Volsky flashed their official passes to a bored clerk. They walked through the control gate, through a grimy hallway and out into the rain. They skirted a Brownian mass of passengers pushing their way to the plane. The boarding stairs were blocked by a wet, grim stewardess who allowed the Siberian Delegate and his assistant in ahead of the herd.

“Petrov has a lot of power,” said Nowek as they stooped to enter the musty cabin. “You don't become chairman of the State Diamond Committee without friends.”

“No. Petrov has
collaborators
.
I
have friends.”

The rising scream of four jet engines drilled through the cold rain. They dumped their bags in the open compartment in the tail, and found their seats in front. The passengers filled the cabin with the smell of wet wool, cigarettes, dried fish.
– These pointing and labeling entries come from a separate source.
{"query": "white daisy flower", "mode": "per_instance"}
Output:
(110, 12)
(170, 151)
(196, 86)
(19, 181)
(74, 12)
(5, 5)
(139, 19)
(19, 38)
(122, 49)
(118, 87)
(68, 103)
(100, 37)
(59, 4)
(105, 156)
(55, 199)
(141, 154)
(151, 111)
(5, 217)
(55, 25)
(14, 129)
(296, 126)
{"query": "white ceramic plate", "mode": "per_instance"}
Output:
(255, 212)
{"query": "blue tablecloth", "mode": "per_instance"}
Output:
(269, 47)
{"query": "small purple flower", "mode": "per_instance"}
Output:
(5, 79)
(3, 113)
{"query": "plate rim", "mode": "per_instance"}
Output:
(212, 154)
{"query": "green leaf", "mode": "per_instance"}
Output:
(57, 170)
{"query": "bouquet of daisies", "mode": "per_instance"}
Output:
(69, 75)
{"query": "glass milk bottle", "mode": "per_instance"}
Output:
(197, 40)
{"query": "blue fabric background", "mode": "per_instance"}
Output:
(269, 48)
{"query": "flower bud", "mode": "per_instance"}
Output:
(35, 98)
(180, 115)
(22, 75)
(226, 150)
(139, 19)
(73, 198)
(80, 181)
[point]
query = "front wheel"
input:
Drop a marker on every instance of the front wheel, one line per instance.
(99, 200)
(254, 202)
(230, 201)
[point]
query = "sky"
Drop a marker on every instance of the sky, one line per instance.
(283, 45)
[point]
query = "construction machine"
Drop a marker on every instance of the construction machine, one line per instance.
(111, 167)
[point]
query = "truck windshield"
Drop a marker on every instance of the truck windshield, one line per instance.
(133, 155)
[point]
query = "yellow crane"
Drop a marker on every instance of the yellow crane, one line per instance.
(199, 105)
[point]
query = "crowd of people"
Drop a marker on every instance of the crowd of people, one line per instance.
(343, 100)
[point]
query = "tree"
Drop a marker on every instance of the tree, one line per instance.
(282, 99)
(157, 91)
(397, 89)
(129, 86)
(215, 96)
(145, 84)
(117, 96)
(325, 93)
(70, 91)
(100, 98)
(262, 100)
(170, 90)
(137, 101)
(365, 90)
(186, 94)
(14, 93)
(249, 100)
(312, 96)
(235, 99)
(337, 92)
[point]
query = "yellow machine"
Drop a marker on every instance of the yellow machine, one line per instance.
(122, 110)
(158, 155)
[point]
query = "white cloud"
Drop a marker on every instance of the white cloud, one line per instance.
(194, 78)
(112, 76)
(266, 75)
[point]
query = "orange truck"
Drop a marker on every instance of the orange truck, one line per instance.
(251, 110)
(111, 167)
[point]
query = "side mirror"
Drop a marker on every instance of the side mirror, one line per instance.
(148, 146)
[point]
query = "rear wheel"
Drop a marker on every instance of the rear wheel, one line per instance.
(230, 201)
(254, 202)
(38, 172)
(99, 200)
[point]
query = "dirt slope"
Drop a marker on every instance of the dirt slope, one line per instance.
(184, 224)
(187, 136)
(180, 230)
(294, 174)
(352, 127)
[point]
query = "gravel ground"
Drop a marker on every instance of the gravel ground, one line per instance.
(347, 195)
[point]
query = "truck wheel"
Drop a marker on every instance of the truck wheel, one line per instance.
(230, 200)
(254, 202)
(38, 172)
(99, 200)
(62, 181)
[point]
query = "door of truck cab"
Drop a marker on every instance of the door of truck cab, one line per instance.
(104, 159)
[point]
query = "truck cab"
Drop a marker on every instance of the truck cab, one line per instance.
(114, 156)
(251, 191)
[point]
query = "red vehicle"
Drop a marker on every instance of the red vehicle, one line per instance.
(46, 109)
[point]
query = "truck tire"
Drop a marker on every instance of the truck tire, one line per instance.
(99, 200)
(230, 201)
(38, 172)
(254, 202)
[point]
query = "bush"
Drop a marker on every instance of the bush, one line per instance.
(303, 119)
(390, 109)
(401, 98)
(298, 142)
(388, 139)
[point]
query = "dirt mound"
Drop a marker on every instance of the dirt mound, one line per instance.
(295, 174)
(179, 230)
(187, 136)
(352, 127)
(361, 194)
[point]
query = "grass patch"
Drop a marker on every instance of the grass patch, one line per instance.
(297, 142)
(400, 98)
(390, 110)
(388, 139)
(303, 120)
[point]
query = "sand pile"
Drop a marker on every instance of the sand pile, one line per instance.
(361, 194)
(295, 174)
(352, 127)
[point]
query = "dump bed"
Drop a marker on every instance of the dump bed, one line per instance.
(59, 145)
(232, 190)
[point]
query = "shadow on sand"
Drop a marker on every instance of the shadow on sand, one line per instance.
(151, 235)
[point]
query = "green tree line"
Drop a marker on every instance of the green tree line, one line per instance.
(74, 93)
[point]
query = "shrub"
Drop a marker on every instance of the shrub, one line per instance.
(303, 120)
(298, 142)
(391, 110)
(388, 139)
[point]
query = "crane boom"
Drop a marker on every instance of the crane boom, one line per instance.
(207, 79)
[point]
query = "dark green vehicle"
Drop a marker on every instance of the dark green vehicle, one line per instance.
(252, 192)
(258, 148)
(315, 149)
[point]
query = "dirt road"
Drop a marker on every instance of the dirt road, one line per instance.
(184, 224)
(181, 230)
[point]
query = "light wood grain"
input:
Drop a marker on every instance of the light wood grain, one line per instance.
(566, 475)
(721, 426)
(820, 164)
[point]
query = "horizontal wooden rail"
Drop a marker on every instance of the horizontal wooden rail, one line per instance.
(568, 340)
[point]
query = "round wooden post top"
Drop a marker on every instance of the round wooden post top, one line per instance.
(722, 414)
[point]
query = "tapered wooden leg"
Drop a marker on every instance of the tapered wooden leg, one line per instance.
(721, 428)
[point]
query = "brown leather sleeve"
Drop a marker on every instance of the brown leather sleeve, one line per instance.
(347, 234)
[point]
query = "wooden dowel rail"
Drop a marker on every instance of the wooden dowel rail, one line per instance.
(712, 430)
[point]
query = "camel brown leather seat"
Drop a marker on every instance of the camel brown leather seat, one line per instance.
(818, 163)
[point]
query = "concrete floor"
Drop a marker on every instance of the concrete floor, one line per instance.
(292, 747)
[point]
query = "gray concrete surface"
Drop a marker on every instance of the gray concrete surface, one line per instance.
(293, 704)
The stewardess slammed the hatch shut. The engines roared, the brakes squealed, and the IL-62 trundled off to the long, concrete runway. The engines roared again, louder. A lurch and the big jet began to roll, accelerating, the seams in the concrete a fast staccato, then silence as the ground fell away.

Noisy, inefficient, and cursed with an unquenchable thirst for fuel, the 62 was graceful in its way. The four engines at the tail and slender fuselage gave it the appearance of a long-necked goose in flight. And it was fast: they chased the morning westbound at better than 800 kilometers an hour.